Este negócio de cortes cabeças era uma preferência do pessoal do Sul. Numa revolução, a de 1893, chamada federalista, o caudilho Gumercindo Saraiva teve sua cabeça decepada e transportada numa caixa. Foi entregue, em Porto Alegre, ao ditador Júlio Castilho para provar que ele fora morto.
Castilho se livrou logo da peça apodrecida. Ninguém sabe onde foi enterrada.
Os gaúchos anteciparam a obra de Sam Pekinpah, “Tragam-me a cabeça de Alfredo Garcia”, para antes da existência do cinema.
Nesta mesma refrega, o degolador Adão Latorre, nas cercanias de Bagé, somente durante um dia, “fez” a garganta de 200 adversários.
A expressão “Não se gasta pólvora com chimangos”, deve vir daí.
O enforcamento, com posterior esquartejamento do corpo, de Joaquim José da Silva Xavier, foi um espetáculo que simboliza a destruição da esperança do Brasil de se livrar de Portugal.
Tiradentes foi o mártir da Inconfidência Mineira.
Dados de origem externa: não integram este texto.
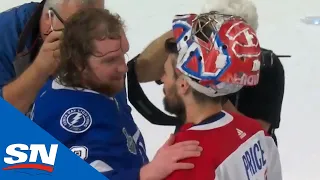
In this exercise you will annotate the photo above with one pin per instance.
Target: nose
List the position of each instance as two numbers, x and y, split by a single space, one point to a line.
123 68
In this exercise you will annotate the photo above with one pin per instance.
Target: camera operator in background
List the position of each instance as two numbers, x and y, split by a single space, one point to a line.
29 47
262 102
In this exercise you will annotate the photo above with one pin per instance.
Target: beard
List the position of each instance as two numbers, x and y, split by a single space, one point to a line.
175 105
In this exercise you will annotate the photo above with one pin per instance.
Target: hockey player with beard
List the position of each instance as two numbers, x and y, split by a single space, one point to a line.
85 105
212 55
262 102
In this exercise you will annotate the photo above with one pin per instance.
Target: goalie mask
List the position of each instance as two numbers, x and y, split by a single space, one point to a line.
217 53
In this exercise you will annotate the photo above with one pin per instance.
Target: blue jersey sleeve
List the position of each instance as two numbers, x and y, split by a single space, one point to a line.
12 23
95 128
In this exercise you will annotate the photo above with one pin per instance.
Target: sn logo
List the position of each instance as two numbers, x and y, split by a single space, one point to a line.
20 158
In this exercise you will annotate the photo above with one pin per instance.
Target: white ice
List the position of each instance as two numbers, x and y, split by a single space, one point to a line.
280 30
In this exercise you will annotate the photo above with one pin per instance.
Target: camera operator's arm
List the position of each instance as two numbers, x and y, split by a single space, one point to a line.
140 101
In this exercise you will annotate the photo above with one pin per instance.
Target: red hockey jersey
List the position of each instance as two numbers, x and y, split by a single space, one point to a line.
235 147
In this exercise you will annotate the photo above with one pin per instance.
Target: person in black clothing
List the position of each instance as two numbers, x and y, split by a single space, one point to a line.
262 102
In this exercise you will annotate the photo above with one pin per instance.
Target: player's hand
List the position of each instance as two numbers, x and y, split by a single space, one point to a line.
48 58
167 157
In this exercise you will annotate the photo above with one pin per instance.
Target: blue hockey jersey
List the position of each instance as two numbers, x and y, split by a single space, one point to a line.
99 129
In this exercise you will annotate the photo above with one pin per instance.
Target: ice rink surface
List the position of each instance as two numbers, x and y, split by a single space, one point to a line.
280 30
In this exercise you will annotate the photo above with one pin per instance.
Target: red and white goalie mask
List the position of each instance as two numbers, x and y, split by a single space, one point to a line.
218 54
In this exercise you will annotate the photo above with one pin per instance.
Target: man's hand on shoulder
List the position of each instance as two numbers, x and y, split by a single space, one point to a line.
167 157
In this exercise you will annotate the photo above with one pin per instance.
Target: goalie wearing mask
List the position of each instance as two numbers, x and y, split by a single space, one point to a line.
212 55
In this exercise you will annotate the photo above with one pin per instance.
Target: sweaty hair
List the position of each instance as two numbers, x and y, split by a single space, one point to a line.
55 3
77 43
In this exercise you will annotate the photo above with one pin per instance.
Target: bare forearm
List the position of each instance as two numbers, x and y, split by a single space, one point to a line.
22 92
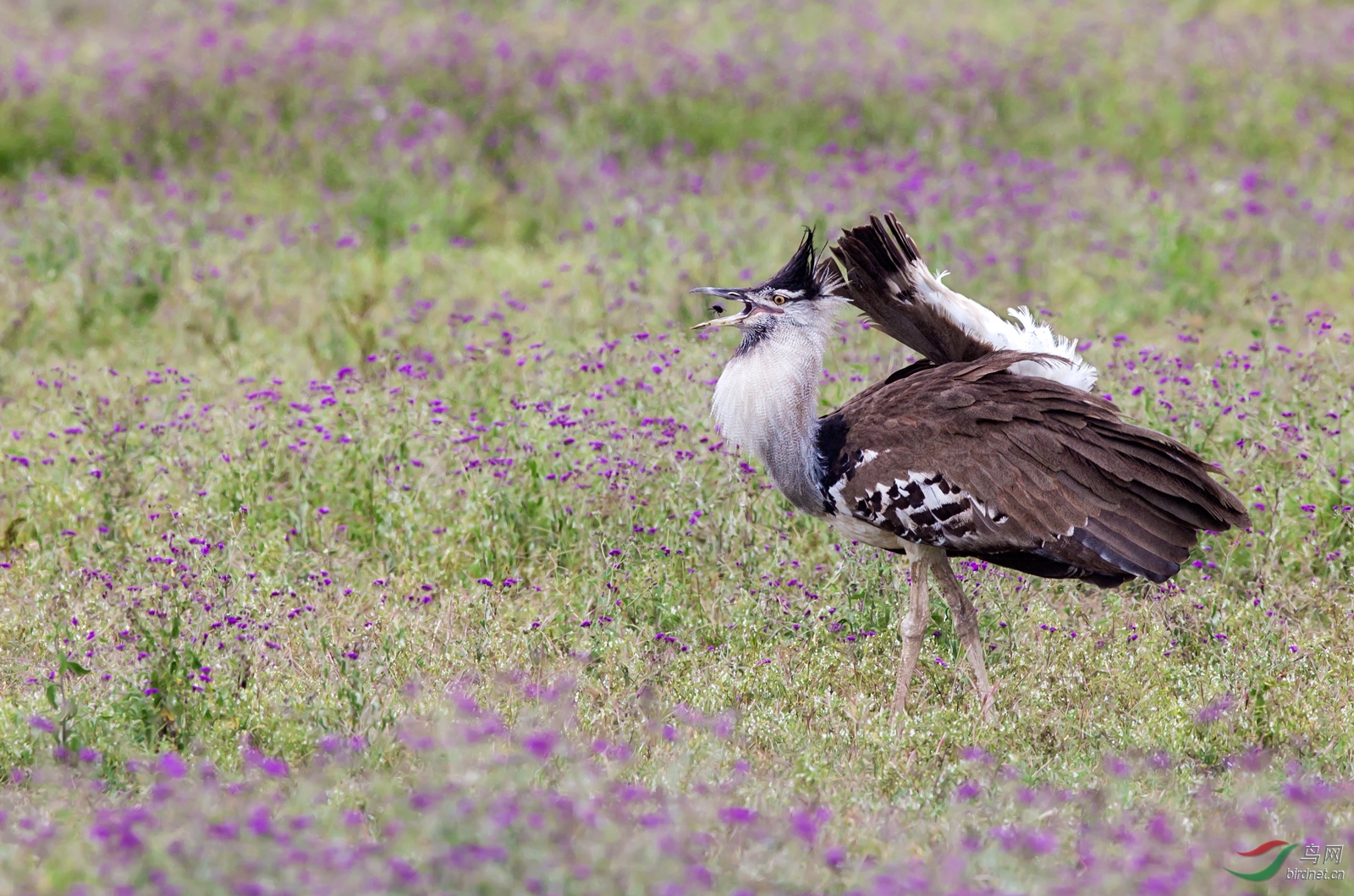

Desde então, os mineiros falam baixinho e por estranhas metáforas.
Devemos registrar ainda as sádicas sevícias variadas em cima dos escravizados durante 300 anos (leiam os três livros do Laurentino Gomes, por favor).
Era a diversão do pessoal que nunca trabalhou e tudo ganhou sobre os que sempre trabalharam e apanham até hoje.
Agora, temos a notícia de que o presidente quer se apossar do coração de D. Pedro I, que foi preservado (por quê?), para usá-lo como artefato da sua campanha eleitoral.
O órgão chegará de Portugal. É a única programação preparada para comemorar os 200 anos da Independência do Brasil. O outro ato, deve ser a tentativa de um autogolpe de opereta.
Há cem anos, as festas no Brasil foram mais intensas e variadas.
Em 1922, também houve a Semana de Arte Moderna, introduzindo o País numa nova era cultural. Macunaíma é o personagem símbolo do movimento conhecido como antropofágico, por saudar o hábito do canibalismo nacional.
100 anos depois vamos ver Macunaíma conduzindo uma marcha insensata de militares aposentados à beira mar? Afinal, foram quatro anos de ações destruidoras. 600 mil mortos na pandemia e mortes por ódio a bala todos os dias.
“Lamento, mas neste tocante o que eu sei fazer é matar”, disse certa vez o elemento desumano.